Slowing, thinking, finding; Grace Wales Bonner: A Time for New Dreams is a thoughtful exhibition which will require a patient, analytical audience. “I hope people have quite intimate encounters with the shrines and that they can connect with the energy and the intentions behind the show.”
Those who may be more enamoured by Wales Bonner’s designs than the sometimes dense critical theory underpinning them will be pleased to learn that the month-long Serpentine show culminates in a presentation of Wales Bonner’s autumn/winter 19 collection. It is titled Mumbo Jumbo, a Victorian phrase used by writers Charles Dickens and Thomas Hardy and later reclaimed by American poet, novelist, essayist, songwriter, playwright, editor and publisher Ishmael Reed who penned a largely fictional postmodern novel of the same name which considers the influences on African diaspora and culture. This text, along with the writing of Robert Farris Thompson and Ben Okri’s Man Booker-winning novel, The Famished Road, heavily inspired both the collection and the exhibition.

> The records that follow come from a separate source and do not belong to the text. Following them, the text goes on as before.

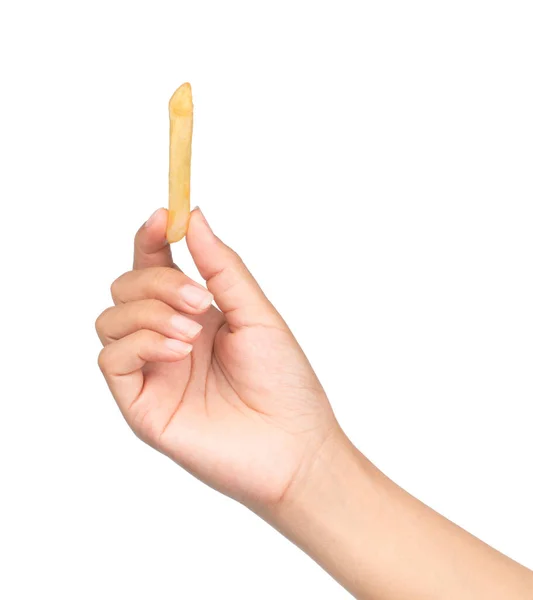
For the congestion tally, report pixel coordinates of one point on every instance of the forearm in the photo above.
(380, 543)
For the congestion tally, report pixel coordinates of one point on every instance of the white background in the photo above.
(371, 161)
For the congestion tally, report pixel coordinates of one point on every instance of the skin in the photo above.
(229, 395)
(244, 411)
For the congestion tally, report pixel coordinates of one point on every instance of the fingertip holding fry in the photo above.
(179, 179)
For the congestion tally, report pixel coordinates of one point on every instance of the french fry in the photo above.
(180, 109)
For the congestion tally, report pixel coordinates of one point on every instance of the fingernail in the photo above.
(196, 296)
(185, 326)
(178, 346)
(152, 218)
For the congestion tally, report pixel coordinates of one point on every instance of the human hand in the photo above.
(228, 394)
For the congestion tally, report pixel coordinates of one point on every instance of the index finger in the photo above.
(151, 248)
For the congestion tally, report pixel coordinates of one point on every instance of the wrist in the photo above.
(329, 484)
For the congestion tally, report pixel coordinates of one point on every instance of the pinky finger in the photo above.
(121, 362)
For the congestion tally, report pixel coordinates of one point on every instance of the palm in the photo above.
(244, 410)
(230, 407)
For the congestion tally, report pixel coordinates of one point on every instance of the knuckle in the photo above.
(103, 359)
(164, 278)
(116, 287)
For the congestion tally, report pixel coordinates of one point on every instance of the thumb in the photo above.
(151, 248)
(236, 292)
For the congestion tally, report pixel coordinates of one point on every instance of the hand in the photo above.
(228, 394)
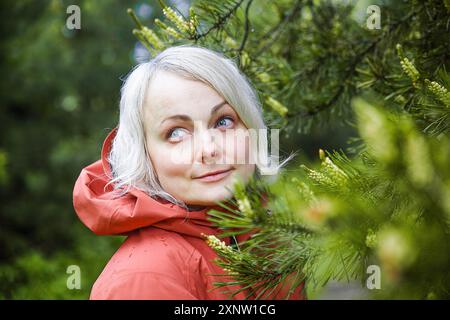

Building on her process to date, Grace Wales Bonner: A Time for New Dreams is unique in that Wales Bonner has worked directly with the artists and writers that have inspired her rather than using their work as source material. “It’s probably quite new for me to work with writers because usually I’m responding to literature,” she explains. “To actually have an active conversation and develop ideas like I have done with Ben Okri — that’s been a real honour. I feel like each artist has enriched my approach to these ideas and my access points to them.” Despite Grace Wales Bonner’s rigorously academic approach, she insists that the exhibition’s themes can be universally understood. “I wanted this show to feel very inclusive and open and accessible,” she says. “I think we always need spiritualism. It’s always been a consistent thread through humanity.”
‘Grace Wales Bonner: A Time for New Dreams’ is at London’s Serpentine Galleries from 19 January to 16 February 2019.